Belgrade’s performance is even worse when only cities with a population of over 1 million are observed, ranking No.1 by PM2.5 pollution.
Belgrade exceeds limit value under air quality decree
Dejan Lekić, a member of NEA’s expert council and former assistant director at SEPA, has told Balkan Green Energy News that Belgrade’s PM2.5 annual mean concentration of 25.7 µg/m3 was determined in SEPA’s latest published official report, for 2019. Unfortunately, an official report for 2020 has not yet been published, but it would not have made the situation better, on the contrary, the result would have been even worse judging by air quality monitoring app xEcoVazduh, devised by Lekić himself.
According to him, the mean value of 25.7 µg/m3 constitutes a breach of the limit values allowed in Serbia, given that the government’s decree on air quality requirements and monitoring sets the limit value for Belgrade, as well as other cities in Serbia, at 25 µg/m3.
It’s a disgrace that we know what’s going on and yet we’re doing nothing about it
Asked to comment on Belgrade’s ranking among European cities, Lekić attributed it to “decades of lack of investment, negligence, indifference, ignorance, and cheap marketing.”
Compared with EU countries, according to him, Serbia is at the very bottom.
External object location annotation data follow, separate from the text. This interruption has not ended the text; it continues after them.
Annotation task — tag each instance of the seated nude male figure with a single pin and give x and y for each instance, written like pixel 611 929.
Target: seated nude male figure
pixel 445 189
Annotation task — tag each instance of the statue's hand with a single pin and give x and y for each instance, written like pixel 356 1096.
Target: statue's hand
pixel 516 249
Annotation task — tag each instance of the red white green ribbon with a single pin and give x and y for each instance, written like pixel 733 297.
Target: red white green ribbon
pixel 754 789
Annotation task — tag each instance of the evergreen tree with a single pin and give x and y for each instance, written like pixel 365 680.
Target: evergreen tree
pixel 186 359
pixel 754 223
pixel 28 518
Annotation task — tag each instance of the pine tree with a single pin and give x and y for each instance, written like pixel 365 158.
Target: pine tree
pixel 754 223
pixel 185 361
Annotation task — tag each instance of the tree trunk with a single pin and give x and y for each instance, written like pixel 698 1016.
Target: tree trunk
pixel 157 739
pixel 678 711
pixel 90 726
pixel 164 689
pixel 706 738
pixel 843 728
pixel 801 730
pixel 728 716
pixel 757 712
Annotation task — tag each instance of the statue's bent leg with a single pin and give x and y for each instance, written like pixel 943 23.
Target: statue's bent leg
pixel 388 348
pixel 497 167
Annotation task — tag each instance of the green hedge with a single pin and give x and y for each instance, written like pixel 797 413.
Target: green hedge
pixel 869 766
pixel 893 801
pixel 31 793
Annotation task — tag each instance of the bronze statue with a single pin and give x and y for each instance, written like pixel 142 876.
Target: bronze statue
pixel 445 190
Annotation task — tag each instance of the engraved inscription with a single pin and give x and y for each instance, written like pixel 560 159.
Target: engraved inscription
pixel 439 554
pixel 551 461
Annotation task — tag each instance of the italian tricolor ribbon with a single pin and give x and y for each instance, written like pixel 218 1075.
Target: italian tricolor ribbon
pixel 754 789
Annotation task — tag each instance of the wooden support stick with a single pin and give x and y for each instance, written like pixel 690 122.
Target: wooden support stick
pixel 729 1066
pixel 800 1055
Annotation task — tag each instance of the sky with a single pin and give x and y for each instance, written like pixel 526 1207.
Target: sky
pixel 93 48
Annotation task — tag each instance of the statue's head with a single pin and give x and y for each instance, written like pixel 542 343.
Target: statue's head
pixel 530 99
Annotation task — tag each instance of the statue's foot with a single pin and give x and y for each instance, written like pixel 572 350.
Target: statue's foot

However, it’s no surprise that the country is the worst by economic criteria, but it is a disgrace that Serbia is also at the bottom by the state of the environment. “It’s an even bigger disgrace that that we have known for years what’s going on and yet we’re doing nothing about it,” he said.
Attempts to dress up the facts by endlessly repeating falsehoods are bad for everyone, especially citizens
Lekić stressed that the latest analysis shows that “offhand and subjective assessments by officials, as well as attempts to dress up the facts by endlessly repeating falsehoods,” are bad for everyone, especially citizens.